1

Topic: Indexing is not unicode-safe

Hello, a wonderful engine and wonderful people here :-)

I installed punBB on my site. Did some little modifications to it as well (needed to integrate it into our own login system, but thanks to the advent of PostgreSQL this was a matter of making a view and a couple of triggers). The question follows.

I am storing my database in UTF-8. I used a russian localization and changed locale definitions there to ru_RU.UTF-8, after which I converted the localization files themselves into UTF-8. The board was working OK, but when creating a new message (or a new topic) with more than one word in it, the engine was giving me a "Cannot create search index" error (or the like), referencing to line 127 of search_idx.php

Currently I solved this problem by reinstalling russian language packs and hacking the DBDriver of PunBB th set the client encoding of the database connection accordingly. However, there is "one more thing" - alll of the output from the site goes into a UTF-8 encoded XSL template. If I will leave the forum engine in Win-1251 I am in for all kinds of problems when submitting forms (even if I will convert the forum data after with ob_get_contents()). I cannot use Win-1251 (most XML processors do not support it, and the main part of the site is anyways UTF-8 already).
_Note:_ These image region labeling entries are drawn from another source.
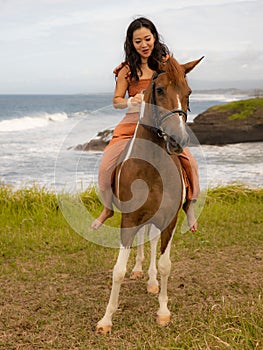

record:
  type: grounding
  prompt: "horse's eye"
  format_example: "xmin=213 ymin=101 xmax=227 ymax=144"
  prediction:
xmin=187 ymin=97 xmax=191 ymax=112
xmin=156 ymin=86 xmax=164 ymax=96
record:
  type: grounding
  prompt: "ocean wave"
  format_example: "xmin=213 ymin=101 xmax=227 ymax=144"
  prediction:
xmin=0 ymin=112 xmax=68 ymax=132
xmin=190 ymin=93 xmax=249 ymax=102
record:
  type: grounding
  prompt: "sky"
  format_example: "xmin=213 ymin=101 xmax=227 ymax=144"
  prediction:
xmin=0 ymin=0 xmax=263 ymax=94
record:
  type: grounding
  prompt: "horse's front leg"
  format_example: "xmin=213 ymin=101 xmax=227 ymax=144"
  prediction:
xmin=157 ymin=232 xmax=172 ymax=326
xmin=147 ymin=225 xmax=160 ymax=294
xmin=96 ymin=247 xmax=130 ymax=334
xmin=130 ymin=225 xmax=151 ymax=280
xmin=130 ymin=227 xmax=146 ymax=280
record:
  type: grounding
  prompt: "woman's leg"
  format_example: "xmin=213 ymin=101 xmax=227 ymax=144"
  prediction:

The question follows - how can I modify the regex at line 127 so that it is multibyte-safe, or maybe it is possible to overload the regex engine with mbstring functions so that they can become multibyte-safe automatically?

Thanks in advance, and keep up the good work. PunBB certainly thrilled me :-)

I am running v. 1.1.5

Re: Indexing is not unicode-safe

Try replacing that line with this:

$result = $db->query('SELECT id, word FROM '.$db->prefix.'search_words WHERE word IN('.implode(',', preg_replace('#^(.*)$#u', '\'\1\'', $unique_words)).')') or error('Unable to fetch search index words', __FILE__, __LINE__, $db->error());

The only difference is the modifier u at the end.

"Programming is like sex: one mistake and you have to support it for the rest of your life."

3

Re: Indexing is not unicode-safe

Tried it, still a no go.

Here is what I get when I look at my PostgreSQL statement log (enabled it especially for the case). Please note that queries before this one are logged with proper letters I am using (russian UTF-8 in this case). What comes out of this regex certainly doesn't look healthy to me.

Aug 28 23:26:19 exile PostgresCluster[3218]: [16-1] LOG:  statement: SELECT id, word FROM punbb_search_words WHERE word IN('XX','XX')
Aug 28 23:26:19 exile PostgresCluster[3218]: [17-1] ERROR:  Unicode characters greater than or equal to 0x10000 are not supported

In place of XX I see 2 garbage characters of unknow origin. What is this query supposed to do actually? Sorry to be so anal, I am just wondering.

Re: Indexing is not unicode-safe

Hmm, I'm sorry, but I have no idea what's going wrong. I have to confess I am far from an expert on localisation.

$unique_words contains a list of all the words in the post to be indexed. The select query then determines which of these words are already indexed so that it can insert only words that are new to the index.

Have you tried it with different browsers? I know it sounds silly, but I know IE handles "exotic" locales differently than e.g. Firefox.

"Programming is like sex: one mistake and you have to support it for the rest of your life."

5 (edited by Julik 2004-08-29 13:03)

Re: Indexing is not unicode-safe

I tried it with all good-mannered browsers I have (Firefox and Safari). Got this practice of developing for good user agents before anything even gets to IE.

There may (!) be a problem with the fact that the error screen I get is sent as ISO charset, but the POST data should still be accurate.

I have to find out what is going on with the words before they get to the database (instead of your regex I tried to substitute a generic database quoting routine from ADODB, same result, so I guess the characters get mangled even before they get to be quoted for the database), because everything else just works fine - postin g(if your post contains one long word), userlists etc.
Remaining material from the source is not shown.